2 Small/medium eggplants

1 container frozen chopped spinach

one 14 oz jar your favorite pasta sauce ( I prefer Trader Joes basil garlic)

2 standard sized packages of dry mozzarella slices (~18 slices)

500 g fresh ricotta cheese

1 egg

1 tsp dried basil

1 tsp dried oregano

1/2 tsp garlic powder

salt to taste

First, let your frozen spinach thaw. While waiting, prepare your eggplant. For baking I prefer to leave on the purple skin but this makes it more difficult to cut when you're eating later. If you are concerned, you can peel the eggplant first. Next, cut the eggplant into thin slices the long way. These will be your "noodles". Lay the slices down on paper towels and lightly salt them. These slices need to sit for at least 20 minutes to allow the salt to draw out the water.

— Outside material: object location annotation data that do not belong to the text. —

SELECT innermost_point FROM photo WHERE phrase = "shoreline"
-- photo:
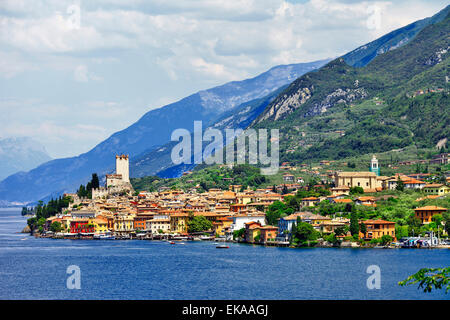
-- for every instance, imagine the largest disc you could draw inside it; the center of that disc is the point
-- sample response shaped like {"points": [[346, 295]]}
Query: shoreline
{"points": [[347, 245]]}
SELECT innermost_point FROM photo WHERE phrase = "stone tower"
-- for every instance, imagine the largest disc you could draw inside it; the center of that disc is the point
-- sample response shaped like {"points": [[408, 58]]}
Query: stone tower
{"points": [[123, 167], [374, 167]]}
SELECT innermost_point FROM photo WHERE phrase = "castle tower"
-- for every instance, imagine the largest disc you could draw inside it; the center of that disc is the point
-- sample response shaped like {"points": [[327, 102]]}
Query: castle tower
{"points": [[374, 167], [123, 167]]}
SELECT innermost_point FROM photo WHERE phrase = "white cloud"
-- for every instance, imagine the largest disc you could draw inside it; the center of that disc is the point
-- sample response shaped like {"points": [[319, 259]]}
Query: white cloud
{"points": [[145, 51]]}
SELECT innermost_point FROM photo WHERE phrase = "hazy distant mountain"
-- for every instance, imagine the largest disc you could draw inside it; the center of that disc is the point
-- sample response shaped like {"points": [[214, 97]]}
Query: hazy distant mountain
{"points": [[151, 131], [400, 99], [393, 40], [20, 154]]}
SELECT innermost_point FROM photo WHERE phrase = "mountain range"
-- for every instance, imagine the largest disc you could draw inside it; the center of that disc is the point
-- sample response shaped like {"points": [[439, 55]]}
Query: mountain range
{"points": [[365, 91], [20, 154], [151, 131]]}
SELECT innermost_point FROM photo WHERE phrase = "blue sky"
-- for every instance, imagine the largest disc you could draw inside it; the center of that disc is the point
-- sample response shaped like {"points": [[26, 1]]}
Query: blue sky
{"points": [[70, 83]]}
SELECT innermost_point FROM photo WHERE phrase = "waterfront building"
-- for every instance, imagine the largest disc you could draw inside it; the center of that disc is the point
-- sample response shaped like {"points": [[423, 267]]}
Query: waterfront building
{"points": [[100, 224], [369, 181], [159, 224], [81, 225], [378, 228], [252, 231], [374, 167], [425, 214], [268, 233], [309, 201], [222, 225], [240, 220], [436, 188], [179, 222]]}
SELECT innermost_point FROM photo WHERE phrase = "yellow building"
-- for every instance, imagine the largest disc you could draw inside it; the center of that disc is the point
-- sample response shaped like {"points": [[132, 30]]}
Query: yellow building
{"points": [[252, 230], [179, 222], [369, 181], [100, 224], [425, 214], [436, 188], [123, 223], [309, 202], [222, 225]]}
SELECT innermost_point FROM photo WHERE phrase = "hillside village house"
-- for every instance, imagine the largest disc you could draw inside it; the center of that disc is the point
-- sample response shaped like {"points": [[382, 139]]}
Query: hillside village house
{"points": [[340, 190], [378, 228], [268, 233], [332, 225], [309, 201], [436, 188], [369, 181], [240, 220], [425, 214], [409, 183], [252, 231], [158, 223], [288, 178]]}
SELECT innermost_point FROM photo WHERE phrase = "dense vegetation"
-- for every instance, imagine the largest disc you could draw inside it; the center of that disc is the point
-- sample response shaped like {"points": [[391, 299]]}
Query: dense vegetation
{"points": [[86, 191], [209, 177], [44, 211]]}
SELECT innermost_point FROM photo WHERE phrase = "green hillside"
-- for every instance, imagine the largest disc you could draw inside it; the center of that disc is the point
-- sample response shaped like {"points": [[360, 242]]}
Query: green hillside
{"points": [[341, 111]]}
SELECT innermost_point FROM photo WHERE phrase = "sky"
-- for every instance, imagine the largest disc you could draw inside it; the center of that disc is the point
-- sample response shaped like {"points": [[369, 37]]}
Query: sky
{"points": [[73, 72]]}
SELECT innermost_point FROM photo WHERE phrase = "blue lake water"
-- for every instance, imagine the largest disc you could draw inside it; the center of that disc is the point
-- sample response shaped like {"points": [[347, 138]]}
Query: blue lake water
{"points": [[36, 269]]}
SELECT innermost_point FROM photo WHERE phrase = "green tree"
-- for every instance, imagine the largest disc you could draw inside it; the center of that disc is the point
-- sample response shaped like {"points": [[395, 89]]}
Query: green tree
{"points": [[429, 278], [305, 232], [386, 239], [400, 185], [363, 228], [354, 224], [341, 231], [198, 224], [238, 234], [56, 226], [356, 190], [275, 211]]}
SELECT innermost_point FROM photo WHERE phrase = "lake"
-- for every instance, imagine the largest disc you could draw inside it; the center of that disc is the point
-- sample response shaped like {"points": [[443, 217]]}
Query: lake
{"points": [[33, 268]]}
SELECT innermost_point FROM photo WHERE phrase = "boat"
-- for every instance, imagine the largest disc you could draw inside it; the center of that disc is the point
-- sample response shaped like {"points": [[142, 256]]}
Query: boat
{"points": [[104, 237]]}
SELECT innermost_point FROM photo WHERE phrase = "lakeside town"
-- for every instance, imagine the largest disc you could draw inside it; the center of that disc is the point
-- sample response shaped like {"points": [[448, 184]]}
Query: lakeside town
{"points": [[329, 215]]}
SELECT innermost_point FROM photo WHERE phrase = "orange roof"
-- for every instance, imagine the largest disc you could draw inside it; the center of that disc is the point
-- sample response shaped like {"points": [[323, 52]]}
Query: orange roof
{"points": [[431, 208], [367, 198], [413, 181], [433, 185], [343, 200], [378, 222]]}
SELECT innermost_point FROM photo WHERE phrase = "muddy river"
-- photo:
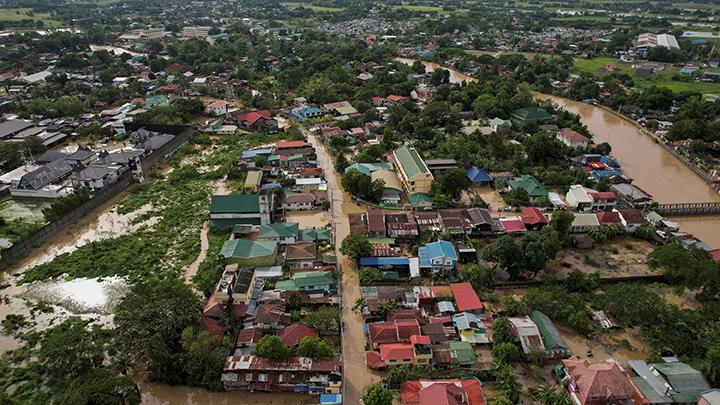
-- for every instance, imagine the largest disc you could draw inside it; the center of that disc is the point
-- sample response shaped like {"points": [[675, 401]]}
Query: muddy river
{"points": [[653, 168]]}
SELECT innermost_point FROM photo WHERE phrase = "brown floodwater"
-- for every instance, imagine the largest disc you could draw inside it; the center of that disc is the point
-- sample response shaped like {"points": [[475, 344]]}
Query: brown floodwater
{"points": [[357, 376], [653, 168]]}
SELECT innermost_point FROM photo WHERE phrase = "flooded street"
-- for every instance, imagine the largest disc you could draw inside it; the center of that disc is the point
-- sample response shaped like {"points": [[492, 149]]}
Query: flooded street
{"points": [[308, 219], [357, 375]]}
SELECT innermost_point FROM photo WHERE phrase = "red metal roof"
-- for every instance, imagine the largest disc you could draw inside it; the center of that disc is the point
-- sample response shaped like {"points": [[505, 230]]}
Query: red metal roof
{"points": [[465, 297], [289, 144], [533, 216], [293, 334], [396, 351], [420, 340], [374, 361]]}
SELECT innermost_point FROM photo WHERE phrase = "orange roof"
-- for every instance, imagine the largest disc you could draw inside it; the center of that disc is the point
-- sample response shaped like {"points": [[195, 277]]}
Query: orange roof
{"points": [[465, 297], [396, 351]]}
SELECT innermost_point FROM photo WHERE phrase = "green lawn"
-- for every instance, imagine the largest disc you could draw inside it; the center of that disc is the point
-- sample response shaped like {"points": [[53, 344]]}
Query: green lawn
{"points": [[19, 14], [427, 9], [294, 5], [663, 79]]}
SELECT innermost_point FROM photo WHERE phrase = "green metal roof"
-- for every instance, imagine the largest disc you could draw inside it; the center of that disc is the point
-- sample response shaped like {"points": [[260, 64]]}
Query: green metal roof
{"points": [[410, 161], [310, 235], [247, 249], [551, 337], [305, 280], [463, 352], [528, 183], [279, 230], [686, 382], [244, 203]]}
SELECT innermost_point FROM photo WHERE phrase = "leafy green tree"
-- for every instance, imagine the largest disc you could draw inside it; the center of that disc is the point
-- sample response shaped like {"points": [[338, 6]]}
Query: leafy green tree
{"points": [[101, 386], [376, 394], [326, 319], [204, 358], [271, 347], [453, 182], [502, 331], [150, 320], [356, 245], [313, 347], [368, 275], [506, 352]]}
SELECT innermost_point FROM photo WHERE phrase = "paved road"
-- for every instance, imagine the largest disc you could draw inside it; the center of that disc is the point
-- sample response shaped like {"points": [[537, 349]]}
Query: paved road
{"points": [[357, 375]]}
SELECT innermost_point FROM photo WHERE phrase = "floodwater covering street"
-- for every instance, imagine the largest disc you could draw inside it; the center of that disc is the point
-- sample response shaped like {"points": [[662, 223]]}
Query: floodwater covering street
{"points": [[357, 375]]}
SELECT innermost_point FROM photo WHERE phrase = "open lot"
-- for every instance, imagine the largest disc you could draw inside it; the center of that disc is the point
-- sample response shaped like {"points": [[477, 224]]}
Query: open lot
{"points": [[20, 14]]}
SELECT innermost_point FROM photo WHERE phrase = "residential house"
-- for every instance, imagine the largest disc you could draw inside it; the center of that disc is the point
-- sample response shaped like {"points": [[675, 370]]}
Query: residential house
{"points": [[533, 218], [573, 138], [466, 299], [312, 282], [414, 174], [227, 211], [552, 339], [217, 108], [441, 392], [97, 176], [301, 256], [293, 334], [305, 112], [602, 383], [250, 253], [631, 219], [392, 332], [393, 187], [531, 185], [255, 120], [303, 201], [527, 333], [438, 257], [253, 373], [284, 233], [479, 176], [473, 328], [632, 195], [48, 181]]}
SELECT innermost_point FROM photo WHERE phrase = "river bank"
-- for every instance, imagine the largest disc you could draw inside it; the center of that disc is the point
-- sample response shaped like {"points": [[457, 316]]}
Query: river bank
{"points": [[652, 167]]}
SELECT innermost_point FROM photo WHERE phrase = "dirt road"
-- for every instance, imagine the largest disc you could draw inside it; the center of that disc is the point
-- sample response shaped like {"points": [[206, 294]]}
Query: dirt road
{"points": [[357, 375]]}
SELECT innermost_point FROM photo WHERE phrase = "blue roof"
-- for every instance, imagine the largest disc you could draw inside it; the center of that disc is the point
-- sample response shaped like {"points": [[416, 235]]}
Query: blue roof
{"points": [[249, 154], [441, 248], [384, 261], [476, 174], [271, 185], [597, 175], [330, 399]]}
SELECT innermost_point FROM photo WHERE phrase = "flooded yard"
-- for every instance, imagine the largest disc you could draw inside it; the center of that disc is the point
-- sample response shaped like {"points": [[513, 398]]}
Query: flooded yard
{"points": [[308, 219]]}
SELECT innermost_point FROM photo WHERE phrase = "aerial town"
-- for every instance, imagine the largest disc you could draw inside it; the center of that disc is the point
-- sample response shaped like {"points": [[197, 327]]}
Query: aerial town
{"points": [[461, 202]]}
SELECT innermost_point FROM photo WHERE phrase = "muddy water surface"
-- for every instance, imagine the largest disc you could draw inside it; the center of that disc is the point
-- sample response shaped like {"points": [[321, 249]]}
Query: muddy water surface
{"points": [[357, 376]]}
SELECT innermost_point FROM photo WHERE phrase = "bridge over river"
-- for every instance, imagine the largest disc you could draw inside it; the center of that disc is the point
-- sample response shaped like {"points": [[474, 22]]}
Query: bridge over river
{"points": [[689, 209]]}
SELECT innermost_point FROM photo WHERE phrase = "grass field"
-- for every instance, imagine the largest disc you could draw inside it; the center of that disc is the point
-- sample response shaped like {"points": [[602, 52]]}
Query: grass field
{"points": [[427, 9], [19, 14], [308, 6], [663, 79]]}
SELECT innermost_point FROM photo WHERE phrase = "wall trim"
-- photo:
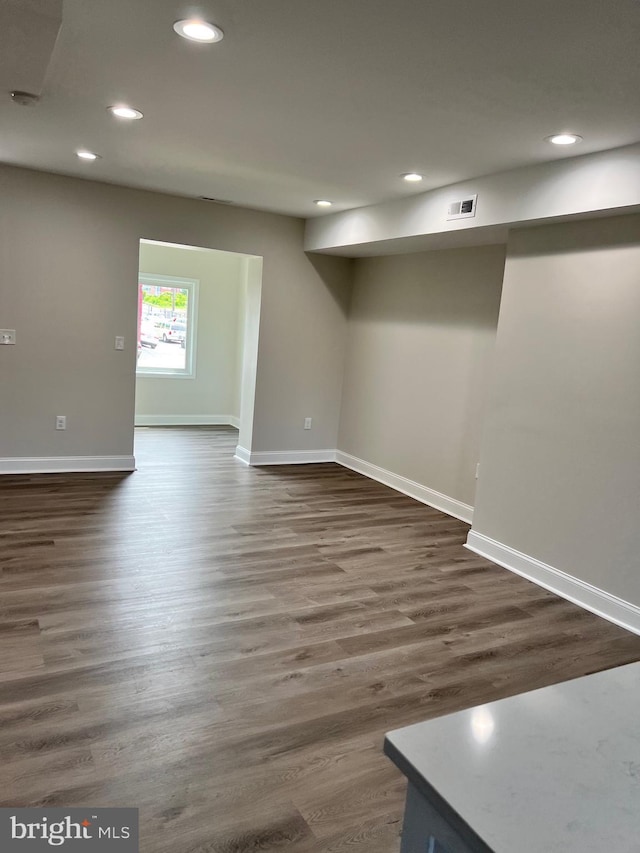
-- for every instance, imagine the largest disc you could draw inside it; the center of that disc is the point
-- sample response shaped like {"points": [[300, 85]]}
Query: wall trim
{"points": [[188, 420], [580, 592], [243, 455], [65, 464], [421, 493], [284, 457]]}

While waiting on the drying process, you can prepare the rest of the lasagna layers. I usually use two medium bowls. I fill one with the pasta sauce and the other with ricotta cheese. In the ricotta cheese bowl, mix in all the herbs listed in the ingredients above (including salt!) plus the one egg, then put the bowl aside. Next, press the water out of the frozen chopped spinach using a strainer. After removing as much water as possible from the spinach, stir it into the pasta sauce.

Once these two bowls of wet ingredients are prepared, the eggplant should be ready. Using paper towels, press out as much water as possible so that your eggplant is dry.

Preheat your oven to 350 degrees fahrenheit. The following steps fare just assembly. Try to make the layers even and covering the whole dish. Put your pasta sauce on the bottom of your baking dish. Next place your eggplant "noodles" then cover the noodles with your ricotta cheese mix. After, layer the dry mozzarella slices to cover the ricotta cheese. Repeat this pattern until your dish is quite full, usually complete this pattern three times. The dry mozzarella cheese should be the final layer so it can get nice and browned on top. Bake your lasagna for 1 hr - 1 hr + 15 minutes. You can tell when it is done when the eggplant is easy to cut through. Let it cool then enjoy!